Creation and reading of entries in the state table are managed by the lava state manager. Other tools should not be used for this purpose.

Field	Type	Required	Description
state_id	String	Yes	The unique identifier for the state item.
publisher	String	No	An arbitrary identifier for the entity posting the event item. Not used by lava itself.
timestamp	String	No	An ISO 8601 format timestamp for the state item creation. Not used by lava itself.
ttl	Number	Yes	The epoch timestamp when the state record will expire. DynamoDB manages expiry automatically provided the TTL attribute for the table is set to `ttl`. The default and maximum time-to-live for entries in the table can be controlled by worker configuration parameters.
type	String	Yes	The state value type. This tells the lava worker how to decode the value. See State Item Types.
value	*	Yes	The state value. The structure depends on the state type.

State Item Types¶

Each state record has a specified type that tells the worker how to decode the value. Within lava itself, this is largely transparent as the worker handles all the necessary encoding and decoding.

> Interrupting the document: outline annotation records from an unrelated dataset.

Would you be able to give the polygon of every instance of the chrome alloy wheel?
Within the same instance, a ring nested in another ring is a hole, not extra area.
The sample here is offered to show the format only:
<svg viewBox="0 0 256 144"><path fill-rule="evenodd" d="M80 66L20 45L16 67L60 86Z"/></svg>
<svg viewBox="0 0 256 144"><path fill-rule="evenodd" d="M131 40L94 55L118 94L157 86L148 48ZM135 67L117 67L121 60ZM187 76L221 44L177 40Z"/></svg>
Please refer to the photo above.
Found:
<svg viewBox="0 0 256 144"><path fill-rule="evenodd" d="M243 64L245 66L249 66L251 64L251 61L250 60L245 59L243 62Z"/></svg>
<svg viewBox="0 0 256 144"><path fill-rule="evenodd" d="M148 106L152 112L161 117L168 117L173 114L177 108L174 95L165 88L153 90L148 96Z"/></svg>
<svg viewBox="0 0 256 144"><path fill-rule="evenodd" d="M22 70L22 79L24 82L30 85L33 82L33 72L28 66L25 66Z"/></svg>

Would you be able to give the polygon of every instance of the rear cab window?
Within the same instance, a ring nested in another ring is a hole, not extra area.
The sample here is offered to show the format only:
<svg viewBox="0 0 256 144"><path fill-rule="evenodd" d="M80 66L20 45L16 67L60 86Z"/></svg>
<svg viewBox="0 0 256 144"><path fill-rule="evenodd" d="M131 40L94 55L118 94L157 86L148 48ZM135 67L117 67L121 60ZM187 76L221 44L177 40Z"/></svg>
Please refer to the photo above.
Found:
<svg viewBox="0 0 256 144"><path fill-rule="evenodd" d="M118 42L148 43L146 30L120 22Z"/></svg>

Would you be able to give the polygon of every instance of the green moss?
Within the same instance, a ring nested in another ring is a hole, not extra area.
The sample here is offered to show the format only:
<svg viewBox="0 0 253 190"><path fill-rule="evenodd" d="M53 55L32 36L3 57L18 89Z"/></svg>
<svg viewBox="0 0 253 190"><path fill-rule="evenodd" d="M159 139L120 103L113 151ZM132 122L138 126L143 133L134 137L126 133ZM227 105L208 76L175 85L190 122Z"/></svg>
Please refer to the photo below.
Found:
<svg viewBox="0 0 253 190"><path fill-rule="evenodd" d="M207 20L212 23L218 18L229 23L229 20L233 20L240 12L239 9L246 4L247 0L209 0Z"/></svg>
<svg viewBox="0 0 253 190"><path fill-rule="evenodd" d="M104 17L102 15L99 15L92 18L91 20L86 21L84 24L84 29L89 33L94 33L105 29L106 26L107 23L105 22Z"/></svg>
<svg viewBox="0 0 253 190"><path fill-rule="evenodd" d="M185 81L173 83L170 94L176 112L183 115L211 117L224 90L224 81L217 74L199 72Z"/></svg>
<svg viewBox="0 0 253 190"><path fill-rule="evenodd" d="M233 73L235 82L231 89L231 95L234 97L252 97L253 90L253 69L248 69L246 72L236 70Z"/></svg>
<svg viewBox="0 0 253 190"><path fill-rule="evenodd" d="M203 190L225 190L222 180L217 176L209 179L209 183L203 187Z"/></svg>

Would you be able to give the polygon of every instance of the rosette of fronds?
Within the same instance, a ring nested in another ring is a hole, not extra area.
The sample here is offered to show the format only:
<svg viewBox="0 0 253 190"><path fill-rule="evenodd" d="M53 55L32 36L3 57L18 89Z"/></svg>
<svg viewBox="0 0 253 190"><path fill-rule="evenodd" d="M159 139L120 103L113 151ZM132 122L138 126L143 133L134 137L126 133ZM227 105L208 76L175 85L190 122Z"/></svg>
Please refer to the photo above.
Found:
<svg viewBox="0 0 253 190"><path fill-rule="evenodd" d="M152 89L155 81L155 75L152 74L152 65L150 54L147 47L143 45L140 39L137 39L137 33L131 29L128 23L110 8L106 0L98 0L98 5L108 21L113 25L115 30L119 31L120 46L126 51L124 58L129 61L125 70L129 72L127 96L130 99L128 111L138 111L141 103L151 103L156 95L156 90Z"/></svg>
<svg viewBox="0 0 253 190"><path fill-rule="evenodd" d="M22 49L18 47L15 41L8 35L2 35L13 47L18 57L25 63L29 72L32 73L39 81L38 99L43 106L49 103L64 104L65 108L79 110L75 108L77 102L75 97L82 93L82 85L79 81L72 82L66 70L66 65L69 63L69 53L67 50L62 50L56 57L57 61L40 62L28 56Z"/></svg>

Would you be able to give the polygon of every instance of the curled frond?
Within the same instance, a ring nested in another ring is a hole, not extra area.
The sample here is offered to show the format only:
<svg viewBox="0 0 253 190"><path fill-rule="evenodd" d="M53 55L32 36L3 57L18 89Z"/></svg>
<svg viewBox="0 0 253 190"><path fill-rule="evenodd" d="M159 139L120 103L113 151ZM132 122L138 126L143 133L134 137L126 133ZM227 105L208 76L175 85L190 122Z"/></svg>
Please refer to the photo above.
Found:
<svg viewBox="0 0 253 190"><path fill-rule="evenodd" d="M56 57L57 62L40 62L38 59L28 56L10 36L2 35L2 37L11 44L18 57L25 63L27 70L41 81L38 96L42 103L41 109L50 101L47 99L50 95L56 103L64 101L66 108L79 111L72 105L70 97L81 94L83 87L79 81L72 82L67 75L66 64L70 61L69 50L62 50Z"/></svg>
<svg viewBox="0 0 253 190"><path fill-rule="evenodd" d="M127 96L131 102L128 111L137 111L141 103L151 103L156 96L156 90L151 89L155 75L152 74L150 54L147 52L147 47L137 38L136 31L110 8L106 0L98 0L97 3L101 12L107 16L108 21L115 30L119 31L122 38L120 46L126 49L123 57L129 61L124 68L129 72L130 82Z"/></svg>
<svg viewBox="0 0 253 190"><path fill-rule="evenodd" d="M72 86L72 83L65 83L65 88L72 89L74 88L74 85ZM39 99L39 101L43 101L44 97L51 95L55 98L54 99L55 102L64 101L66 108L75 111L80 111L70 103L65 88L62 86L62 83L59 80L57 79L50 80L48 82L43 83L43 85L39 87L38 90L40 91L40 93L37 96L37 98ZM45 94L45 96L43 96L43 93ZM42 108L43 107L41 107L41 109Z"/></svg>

The following types are supported:

Type	Description
json	The value is stored as a JSON encoded object. This is the default as it provides the most fidelity in the encoding / decoding process. Lava does this automatically within its own universe. External actors should use the lava state API or the lava state utility rather than attempt to reproduce this process natively.
raw	The value is stored as a DynamoDB object. This can sometimes do unhelpful type conversions on numbers.
secure	This uses the same value encoding mechanism as `json` with the addition of KMS encryption. Once again, external actors should use the lava state API or the lava state utility rather than attempt to reproduce this process natively. KMS encryption imposes a maximum size limit of 4096 bytes on the JSON encoded state item value.